Mabs were purified with Montage kit Prosep-G (Millipore) for IgG. Experimental serum samples Inactivated AI viruses (Table 1) were emulsified in ISA-70 (SEPPIC, France) adjuvant and injected intramuscularly
to the groups of three weeks old white leghorn chickens (n = 4). The booster was given twice at two-week intervals. Sera were prepared from the blood collected 10 days after 1st injection and 2nd injection. Antibody responses to the homologous strains were evaluated by HI as described below. Groups of mice (n = 4) were injected intramuscularly with different inactivated H7 AIVs (Table 1) individually emulsified in adjuvant (SEPPIC, France). The injections were repeated twice at two-week intervals. In addition, guinea pigs were immunized with inactivated H7N1 (A/Chicken/Malaysia/94). Blood was collected 14 days after selleck products the 2nd immunization.

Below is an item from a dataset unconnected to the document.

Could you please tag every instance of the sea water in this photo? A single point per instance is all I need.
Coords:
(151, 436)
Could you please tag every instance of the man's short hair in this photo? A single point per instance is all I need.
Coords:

Hemagglutination inhibition assay Hemagglutination inhibition (HI) assays were performed as described previously [16]. Briefly, Mabs were serially diluted (2 fold) in V-bottom 96-well plates and mixed with 4 HA units of H7 virus. Plates were incubated for 30 min at room temperature, and 1% Trametinib concentration chicken RBCs were added to each well. The hemagglutination inhibition endpoint was the highest Mab dilution in which agglutination was not observed. Isolation and analysis of escape mutants The epitope recognized by Mab 62 was mapped by characterization of escape PSI-7977 order mutants as described previously [9]. Briefly, H7N1 parental viruses were incubated with an excess of Mab for 1 h and then inoculated into 11 day old embryonated chicken eggs. The eggs were incubated at 37°C for 48 h. Virus was harvested and used for cloning in limiting dilution in embryonated chicken eggs and the escape mutants were plaque purified. The HA gene mutations were then identified by sequencing and comparison with the sequence of the parental virus. Microneutralization assay Neutralization activity of Mab against H7 strains was analyzed by microneutralization
assay as previously described [17]. Briefly, Mab was serially two-fold diluted and incubated with 100 TCID50 of different clades of H7 strains for 1 h at room temperature and plated Montelukast Sodium in duplicate onto MDCK cells grown in a 96-well plate. The neutralizing titer was assessed as the highest Mab dilution in which no cytopathic effect was observed by light microscopy. H7 baculovirus production The recombinant baculovirus vector was generated as described previously [18]. The full length HA gene was amplified from H7N7 (A/NL/219/03) reassortant virus in a standard PCR reaction. The amplified HA gene was inserted into the shuttle vector pFASTBacHT A (Invitrogen, San Diego, CA, USA) for expression under the white spot syndrome virus (WSSV) immediate early (ie1) promotor.